Beyond that, some shading from direct sun would likely be very beneficial. Would certainly reduce water stress while new roots generate. Keeping the soil cool and moist but not wet would be beneficial as Im sure you know. Judging from the pic, that probable won't be an issue.
As for Acer gresium, they actually seem to be more forgiving to girdling. I have seen where trees were kept in those tree band pots for too long and been potted up. Those roots had actually grafted on top of the original flare, and the tree was non the worse for the experience. I assume since the bark is so thin and sheds annually, that this facilitates the grafting. If you look online at mature Paperbarks, I don't believe you will find many with indications of bark inclusions at branch points. I know I don't remember seeing any despite some tight angles. That also would seem to suggest that they self graft freely.
Hi ARktrees. I"m 6a eastern PA. For some reason my website is always defaulting to 10 and I forgot to change it.
I really do strongly suggest you set up shade cloth to keep your new tree as shaded AS MUCH AS POSSIBLE for at least the rest of the summer. Don't let the rootball dry out either, but don't keep it wet. Going to have to check it daily, and learn how much to water to keep it there.
ummm......I'm thinking I will take action on your advice. I do want this tree to survive after all this and it was not an inexpensive item. I really like this tree also. It happens to get all afternoon sun so it's at the worst exposure for fatigue. Would a big piece of flexible screen cloth be sufficient? I would hang it standing in front of it on to big "sticks" in the ground. Maybe I could double the cloth for extra screening. Thanks for any comments.

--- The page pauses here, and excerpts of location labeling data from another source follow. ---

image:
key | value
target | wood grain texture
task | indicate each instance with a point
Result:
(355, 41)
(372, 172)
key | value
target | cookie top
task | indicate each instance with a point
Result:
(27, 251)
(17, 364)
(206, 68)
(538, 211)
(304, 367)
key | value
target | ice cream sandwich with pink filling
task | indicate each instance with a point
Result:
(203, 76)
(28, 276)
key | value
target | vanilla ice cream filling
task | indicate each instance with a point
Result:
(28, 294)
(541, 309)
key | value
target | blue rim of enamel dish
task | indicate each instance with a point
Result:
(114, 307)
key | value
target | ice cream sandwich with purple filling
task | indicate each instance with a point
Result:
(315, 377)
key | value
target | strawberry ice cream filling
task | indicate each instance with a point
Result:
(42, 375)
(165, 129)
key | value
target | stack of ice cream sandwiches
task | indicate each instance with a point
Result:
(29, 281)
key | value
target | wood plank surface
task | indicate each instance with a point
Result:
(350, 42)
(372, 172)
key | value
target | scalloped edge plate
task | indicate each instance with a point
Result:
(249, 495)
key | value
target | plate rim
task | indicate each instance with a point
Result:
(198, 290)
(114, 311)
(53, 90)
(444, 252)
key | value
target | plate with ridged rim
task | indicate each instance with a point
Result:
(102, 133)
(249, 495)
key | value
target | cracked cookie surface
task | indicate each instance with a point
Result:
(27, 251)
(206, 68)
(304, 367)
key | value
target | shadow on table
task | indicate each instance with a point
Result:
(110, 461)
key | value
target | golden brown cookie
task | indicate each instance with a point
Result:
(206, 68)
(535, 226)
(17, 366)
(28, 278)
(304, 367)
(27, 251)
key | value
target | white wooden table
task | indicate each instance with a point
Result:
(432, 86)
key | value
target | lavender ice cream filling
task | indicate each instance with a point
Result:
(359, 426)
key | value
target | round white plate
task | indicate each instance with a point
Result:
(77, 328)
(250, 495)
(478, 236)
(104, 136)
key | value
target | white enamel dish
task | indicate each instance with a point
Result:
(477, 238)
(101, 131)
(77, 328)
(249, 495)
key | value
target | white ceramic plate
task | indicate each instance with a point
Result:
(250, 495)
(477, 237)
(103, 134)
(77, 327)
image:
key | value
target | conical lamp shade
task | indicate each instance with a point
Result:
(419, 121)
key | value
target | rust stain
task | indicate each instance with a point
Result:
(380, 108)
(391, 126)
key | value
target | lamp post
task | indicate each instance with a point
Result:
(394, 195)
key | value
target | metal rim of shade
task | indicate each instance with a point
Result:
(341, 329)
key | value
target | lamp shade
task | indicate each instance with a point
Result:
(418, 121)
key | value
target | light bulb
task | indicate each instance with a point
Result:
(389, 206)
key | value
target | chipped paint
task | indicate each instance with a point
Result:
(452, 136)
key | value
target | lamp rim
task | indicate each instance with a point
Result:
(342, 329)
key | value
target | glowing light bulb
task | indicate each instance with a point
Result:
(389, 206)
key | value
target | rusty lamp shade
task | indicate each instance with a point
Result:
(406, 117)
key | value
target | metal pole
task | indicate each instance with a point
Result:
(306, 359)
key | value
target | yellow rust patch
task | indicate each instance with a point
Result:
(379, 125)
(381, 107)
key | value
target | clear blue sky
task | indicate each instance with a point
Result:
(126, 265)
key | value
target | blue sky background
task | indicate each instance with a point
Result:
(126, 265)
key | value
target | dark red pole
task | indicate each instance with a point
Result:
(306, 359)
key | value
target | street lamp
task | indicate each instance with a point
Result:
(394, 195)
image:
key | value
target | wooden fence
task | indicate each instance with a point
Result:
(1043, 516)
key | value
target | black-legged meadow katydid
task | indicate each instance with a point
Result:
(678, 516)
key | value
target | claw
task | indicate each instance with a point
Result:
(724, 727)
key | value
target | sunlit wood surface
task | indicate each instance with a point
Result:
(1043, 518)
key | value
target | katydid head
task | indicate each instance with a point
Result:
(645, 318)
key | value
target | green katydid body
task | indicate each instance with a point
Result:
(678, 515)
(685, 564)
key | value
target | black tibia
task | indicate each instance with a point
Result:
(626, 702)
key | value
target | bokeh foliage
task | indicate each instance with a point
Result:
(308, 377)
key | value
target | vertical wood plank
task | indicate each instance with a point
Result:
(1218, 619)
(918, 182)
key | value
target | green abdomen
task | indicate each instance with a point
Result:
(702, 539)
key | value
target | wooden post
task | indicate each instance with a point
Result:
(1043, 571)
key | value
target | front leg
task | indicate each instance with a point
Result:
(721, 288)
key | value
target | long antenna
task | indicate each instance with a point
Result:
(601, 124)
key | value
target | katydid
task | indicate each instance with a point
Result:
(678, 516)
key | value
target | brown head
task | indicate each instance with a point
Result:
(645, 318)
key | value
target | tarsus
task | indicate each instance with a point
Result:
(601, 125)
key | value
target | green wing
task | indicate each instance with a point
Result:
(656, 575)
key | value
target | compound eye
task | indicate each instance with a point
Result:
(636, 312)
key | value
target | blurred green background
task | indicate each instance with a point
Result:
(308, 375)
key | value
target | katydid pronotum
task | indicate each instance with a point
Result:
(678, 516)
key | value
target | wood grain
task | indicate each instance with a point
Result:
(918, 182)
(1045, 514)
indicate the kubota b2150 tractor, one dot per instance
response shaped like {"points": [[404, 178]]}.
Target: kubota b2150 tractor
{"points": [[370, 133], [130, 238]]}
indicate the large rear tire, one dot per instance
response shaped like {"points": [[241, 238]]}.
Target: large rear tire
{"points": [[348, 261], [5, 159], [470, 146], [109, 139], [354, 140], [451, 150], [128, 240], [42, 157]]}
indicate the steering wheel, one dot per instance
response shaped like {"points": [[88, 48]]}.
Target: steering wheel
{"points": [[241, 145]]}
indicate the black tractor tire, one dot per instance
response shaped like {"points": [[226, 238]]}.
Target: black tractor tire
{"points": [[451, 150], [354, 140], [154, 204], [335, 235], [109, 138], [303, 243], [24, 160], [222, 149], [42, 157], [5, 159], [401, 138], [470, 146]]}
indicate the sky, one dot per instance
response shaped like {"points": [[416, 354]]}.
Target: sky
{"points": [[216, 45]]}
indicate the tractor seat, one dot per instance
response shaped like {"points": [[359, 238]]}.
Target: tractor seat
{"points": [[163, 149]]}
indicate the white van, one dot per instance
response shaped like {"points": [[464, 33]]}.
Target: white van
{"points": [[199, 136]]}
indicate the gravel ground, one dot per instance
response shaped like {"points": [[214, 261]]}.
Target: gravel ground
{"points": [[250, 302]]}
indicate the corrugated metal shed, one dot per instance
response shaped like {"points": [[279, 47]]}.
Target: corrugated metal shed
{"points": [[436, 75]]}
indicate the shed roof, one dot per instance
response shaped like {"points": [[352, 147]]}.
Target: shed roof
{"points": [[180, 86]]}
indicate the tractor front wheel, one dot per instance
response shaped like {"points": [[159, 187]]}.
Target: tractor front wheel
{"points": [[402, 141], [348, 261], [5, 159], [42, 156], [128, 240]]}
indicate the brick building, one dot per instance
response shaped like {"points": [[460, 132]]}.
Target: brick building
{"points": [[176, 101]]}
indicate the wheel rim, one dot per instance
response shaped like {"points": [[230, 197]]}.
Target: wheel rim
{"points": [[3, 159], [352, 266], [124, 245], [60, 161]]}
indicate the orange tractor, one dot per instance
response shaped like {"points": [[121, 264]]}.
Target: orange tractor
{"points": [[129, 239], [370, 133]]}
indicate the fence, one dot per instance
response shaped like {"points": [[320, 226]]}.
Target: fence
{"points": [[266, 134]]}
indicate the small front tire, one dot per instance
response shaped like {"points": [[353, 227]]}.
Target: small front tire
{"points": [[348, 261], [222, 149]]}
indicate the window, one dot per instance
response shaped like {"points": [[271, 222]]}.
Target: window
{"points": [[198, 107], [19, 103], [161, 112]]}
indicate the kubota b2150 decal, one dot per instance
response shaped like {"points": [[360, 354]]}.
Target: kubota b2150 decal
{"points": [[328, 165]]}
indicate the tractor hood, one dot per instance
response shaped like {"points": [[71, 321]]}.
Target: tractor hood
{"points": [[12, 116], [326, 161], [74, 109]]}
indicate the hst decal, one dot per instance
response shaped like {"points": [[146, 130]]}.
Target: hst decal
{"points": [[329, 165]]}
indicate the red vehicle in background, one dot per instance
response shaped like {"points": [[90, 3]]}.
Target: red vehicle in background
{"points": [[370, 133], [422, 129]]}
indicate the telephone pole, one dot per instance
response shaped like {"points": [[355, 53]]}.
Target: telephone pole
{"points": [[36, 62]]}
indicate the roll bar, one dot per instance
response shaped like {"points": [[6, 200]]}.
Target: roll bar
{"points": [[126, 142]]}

after reading your post closer I see you're talking about a shade cloth, not a flexible window screen. "Shade as much as possible." (after clicking away from the last window I notice it was saying zone 10.) I have no idea why it keeps switching back to 10...anyway, you know I'm in 6a).
Again, shade cloth as best you can. The goal is to reduce stress on the root system/tree, while maintaining the photosynthetic machines (leaves) as much as reasonable to make the products needed to grow more roots. If they burn due to the roots not being able to keep up, then their capacity is reduced. Now is peak solar intensity, and very near peak temps. Get that shade cloth up. Zone does not matter (and yes I had saw you post of being in Pa 6a) at this point.
No shade cloth locally, I won't have any for another five days, on order. However, I'm going to build the simple structure for the cloth now and can drape something else over in the high heat. I'm glad you've encouraged me to do this. The tree still looks good. It's holding up right now, but it's only four days in! Looking forward to getting it shaded!
Diegojames, on the upper right of the page you'll see 'Your Profile' (next to your nick name), click that, on the page just below Gender is a place to put your Gardening Zone, put your correct zone there and save changes and it won't keep defaulting to the wrong zone. :)
P.S. Good luck with your tree!
Thanks ghostlyvision. That profile page is pesky for me. One of the two email fields turns to my screen name right after loading and it looks correct. But then after making changes it gives error message that both fields must be a proper email address, and then the changes that were made are lost and you must go back and change everything again! Got the zone right now!